Hi Hannah! I’m way out of your target demographic, but 20 years ago this was me right after getting my MBA from INSEAD and feeling pretty miserable as a management consultant. But I will tell you this — at 50 most of us are still going through the same thing. Getting laid off by ageist Corporate America, having to cover a big mortgage with another 10-20 years of raising kids ahead of us. A steady income these days is a blessing and often more important than excitement at work. If I could go back to 30, I would have picked a path that ages well, where experience is valued as knowledge and wisdom and not a sign of being outdated or expired. Personally I would have become a doctor, but other paths that value age include professor, therapist, politician… okay I guess not that many, I wish there were more. Anyway my point is similar to your first one — this is a problem as old as humans, but it’s also a problem that doesn’t get “solved”. And AI is only making the future of careers more uncertain. These days my thought is this: choose a path that requires you to be a physically present human. I might start over at 50 as a nurse.
This is awesome. One of the things I struggle the most with is finding the motivation to inspire all of the young women coming out of school and looking for advice. I’m starting this account for exactly that
Caroline, this resonates so much! The journey really is the same regardless of when you did your MBA. One thing I'd add, I went into my MBA with significantly more experience than most of my classmates, which shaped my expectations entirely differently. I however fell for the noise of corporate, when I was already past that phase and looking for something deeper, impact, building, sustainability. That gap between what the MBA promises and what it actually delivers on entrepreneurship is real, and I felt it sharply. Like you, I wish I'd spent more time building for myself than playing the traditional MBA game.
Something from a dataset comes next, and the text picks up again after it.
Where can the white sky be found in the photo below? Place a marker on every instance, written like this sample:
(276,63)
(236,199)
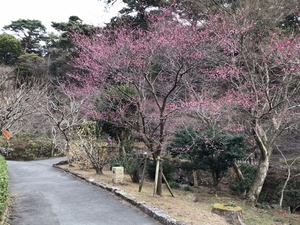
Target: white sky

Your point about choosing paths that age well really hit home, experience should be a currency, not a liability.
Wow what a great response! This really has me thinking. I’ve been thinking a lot about how to “future-proof” my career because of ageism in the work place. I’m no where near 50 but I’m anxious for sure. Now I’m thinking that for age 50 and beyond, having my own business might just be the way. What business? I don’t actually know. Just a thought about what would make sense for my future.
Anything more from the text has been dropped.